A few years ago, the very likelihood of the powers-that-be inaugurating the first section of our Metro rail appeared remote. The tracks and rolling stock had been tested and waited for months on end before the flagging off actually took place amidst much fanfare. It was then said that the party in power was not so keen on seeing the project come to fruition chiefly because the idea of a Metro service for Chennai was that of a political rival that had previously been in office. Now, however, sentiments appear to have done an about turn. The ongoing Assembly session witnessed heated exchanges between the two principal parties, each one claiming credit for the Metro rail. While we applaud this eagerness, we would like to sound a word of caution – the currently operational section is a mere fraction of what has been planned and the eventual success or failure of the Metro service depends on effective and speedy execution of the remaining portions. It would be wise to recall here that the much older MRTS is still a relatively poor performer, chiefly because of great delays in its execution leading to cost escalations and also because of very poor last mile connectivity’.
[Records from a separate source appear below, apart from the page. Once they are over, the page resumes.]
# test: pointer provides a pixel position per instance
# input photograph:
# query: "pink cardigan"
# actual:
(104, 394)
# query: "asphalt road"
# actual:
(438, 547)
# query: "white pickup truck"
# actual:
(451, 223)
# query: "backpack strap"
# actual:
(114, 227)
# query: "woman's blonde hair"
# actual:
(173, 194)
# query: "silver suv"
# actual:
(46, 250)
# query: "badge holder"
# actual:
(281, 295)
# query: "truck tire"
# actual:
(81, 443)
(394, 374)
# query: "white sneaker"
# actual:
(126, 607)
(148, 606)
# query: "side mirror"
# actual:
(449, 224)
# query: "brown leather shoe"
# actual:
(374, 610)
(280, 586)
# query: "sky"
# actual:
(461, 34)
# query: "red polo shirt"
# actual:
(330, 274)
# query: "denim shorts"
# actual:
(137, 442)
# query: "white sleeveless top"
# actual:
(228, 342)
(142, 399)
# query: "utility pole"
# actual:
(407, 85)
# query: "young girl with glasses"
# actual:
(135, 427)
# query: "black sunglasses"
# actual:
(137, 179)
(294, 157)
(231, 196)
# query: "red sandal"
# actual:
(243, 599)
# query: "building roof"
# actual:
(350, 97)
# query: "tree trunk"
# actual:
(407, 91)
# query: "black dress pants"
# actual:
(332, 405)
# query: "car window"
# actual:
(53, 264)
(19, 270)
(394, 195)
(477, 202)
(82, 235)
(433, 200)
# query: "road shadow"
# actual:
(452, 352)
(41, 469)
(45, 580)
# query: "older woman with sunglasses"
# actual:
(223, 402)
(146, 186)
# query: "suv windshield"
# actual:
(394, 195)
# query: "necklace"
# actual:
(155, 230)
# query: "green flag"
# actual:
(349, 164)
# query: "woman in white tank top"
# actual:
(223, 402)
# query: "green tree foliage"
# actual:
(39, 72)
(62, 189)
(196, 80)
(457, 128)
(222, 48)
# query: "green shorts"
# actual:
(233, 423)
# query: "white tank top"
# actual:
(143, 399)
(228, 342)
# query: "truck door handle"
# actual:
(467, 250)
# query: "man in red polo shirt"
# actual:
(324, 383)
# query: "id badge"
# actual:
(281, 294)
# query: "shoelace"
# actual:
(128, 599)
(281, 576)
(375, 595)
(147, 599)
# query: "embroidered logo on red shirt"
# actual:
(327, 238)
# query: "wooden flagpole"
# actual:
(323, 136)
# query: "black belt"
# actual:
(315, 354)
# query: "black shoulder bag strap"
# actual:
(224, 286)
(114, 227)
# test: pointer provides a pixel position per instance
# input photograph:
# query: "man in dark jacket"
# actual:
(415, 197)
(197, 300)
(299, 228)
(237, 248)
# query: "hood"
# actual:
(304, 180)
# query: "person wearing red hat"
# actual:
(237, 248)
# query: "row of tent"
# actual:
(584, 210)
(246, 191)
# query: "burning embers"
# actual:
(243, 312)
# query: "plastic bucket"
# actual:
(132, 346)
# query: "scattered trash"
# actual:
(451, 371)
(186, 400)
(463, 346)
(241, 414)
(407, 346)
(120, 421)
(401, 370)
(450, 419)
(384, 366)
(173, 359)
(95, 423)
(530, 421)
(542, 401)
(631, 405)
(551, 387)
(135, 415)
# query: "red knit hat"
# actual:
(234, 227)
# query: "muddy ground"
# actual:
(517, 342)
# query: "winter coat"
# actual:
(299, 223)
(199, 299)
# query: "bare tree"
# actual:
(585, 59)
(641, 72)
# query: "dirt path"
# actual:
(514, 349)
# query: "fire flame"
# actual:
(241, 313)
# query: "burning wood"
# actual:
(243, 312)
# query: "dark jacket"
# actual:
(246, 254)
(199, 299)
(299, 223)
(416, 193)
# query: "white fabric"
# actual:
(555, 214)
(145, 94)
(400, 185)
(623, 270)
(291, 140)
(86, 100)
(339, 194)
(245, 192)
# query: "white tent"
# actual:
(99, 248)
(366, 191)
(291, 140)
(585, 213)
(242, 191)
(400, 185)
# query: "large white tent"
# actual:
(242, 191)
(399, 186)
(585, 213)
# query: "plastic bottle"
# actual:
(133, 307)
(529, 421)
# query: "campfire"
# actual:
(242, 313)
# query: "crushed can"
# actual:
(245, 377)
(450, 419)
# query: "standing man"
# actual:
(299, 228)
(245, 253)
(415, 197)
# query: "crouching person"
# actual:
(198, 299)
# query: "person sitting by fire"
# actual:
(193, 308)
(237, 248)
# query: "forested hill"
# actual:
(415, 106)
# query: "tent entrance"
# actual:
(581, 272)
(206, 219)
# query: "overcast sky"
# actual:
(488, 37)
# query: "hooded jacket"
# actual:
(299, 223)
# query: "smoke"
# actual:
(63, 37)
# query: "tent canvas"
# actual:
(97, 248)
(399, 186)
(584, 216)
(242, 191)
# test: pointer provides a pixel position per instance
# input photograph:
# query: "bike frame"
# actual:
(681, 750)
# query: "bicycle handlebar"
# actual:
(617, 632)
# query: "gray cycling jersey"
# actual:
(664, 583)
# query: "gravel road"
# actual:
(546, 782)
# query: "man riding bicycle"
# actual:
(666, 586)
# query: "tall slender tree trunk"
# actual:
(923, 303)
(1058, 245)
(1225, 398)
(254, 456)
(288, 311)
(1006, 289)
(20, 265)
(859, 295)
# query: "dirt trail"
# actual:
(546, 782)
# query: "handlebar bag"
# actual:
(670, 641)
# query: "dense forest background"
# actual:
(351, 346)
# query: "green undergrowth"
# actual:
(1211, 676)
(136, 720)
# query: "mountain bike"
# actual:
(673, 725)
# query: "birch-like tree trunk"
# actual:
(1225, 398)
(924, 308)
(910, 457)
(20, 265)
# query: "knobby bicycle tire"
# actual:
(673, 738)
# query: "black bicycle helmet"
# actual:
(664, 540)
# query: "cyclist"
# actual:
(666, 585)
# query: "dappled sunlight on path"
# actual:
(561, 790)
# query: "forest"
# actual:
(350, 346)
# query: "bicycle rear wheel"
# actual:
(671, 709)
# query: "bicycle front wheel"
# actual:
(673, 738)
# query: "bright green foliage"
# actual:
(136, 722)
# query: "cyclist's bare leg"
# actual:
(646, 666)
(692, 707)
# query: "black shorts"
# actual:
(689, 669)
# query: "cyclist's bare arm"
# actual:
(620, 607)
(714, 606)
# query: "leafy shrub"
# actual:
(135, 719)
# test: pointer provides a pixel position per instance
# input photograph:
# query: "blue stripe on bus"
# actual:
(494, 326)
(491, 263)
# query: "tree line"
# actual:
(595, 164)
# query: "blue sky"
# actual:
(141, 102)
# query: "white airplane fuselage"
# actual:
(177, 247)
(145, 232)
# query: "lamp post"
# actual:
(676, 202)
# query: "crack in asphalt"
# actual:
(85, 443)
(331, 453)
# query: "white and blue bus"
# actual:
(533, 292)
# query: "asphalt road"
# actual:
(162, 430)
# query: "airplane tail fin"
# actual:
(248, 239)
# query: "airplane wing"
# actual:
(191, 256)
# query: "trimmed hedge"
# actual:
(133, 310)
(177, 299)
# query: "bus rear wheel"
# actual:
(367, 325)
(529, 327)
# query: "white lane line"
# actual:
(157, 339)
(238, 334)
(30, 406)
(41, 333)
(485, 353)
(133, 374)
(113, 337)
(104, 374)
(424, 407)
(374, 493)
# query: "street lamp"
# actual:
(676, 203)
It would also appear that the State Government is having some concerns regarding the liability it faces on account of the Metro rail. It has demanded that the Memorandum of Understanding on the Metro rail signed in 2011 between the State and the Centre needs a relook on certain clauses. The first of these concerns land acquisition. This is present to be borne entirely by the State. In addition, acquiring of any land owned by the State for the Metro is to be free of cost while if any space belonging to the Centre is to be taken over, compensation at market rates has to be paid. This the State Government feels will skew its debt. Likewise, all escalation in cost of executions and the burden of any exchange rate fluctuations are to be borne by the State Government. Cash losses in operations are also to be the State’s burden.
On the other hand, as and when Chennai Metrorail makes a profit, the Centre will be entitled to a dividend. Moreover, the railways have retained surface rights on all land they have leased to Metro Rail for underground work. The lease, which is for 35 years, is at market value. The State has questioned the logic behind this, arguing that if surface rights were retained, the lease ought to be at nominal rates.
It must be pointed out here that the MOU was signed between the Centre and the State in 2010, when the present regime’s rival was in power. While the present demand for revision of the MOU may be to settle political scores, it cannot be denied that the points set forth are logical. The Centre is yet to respond. An impasse over this could lead to delay in completion of the Metro. Are we to wait forever for a reliable and well planned public transport system?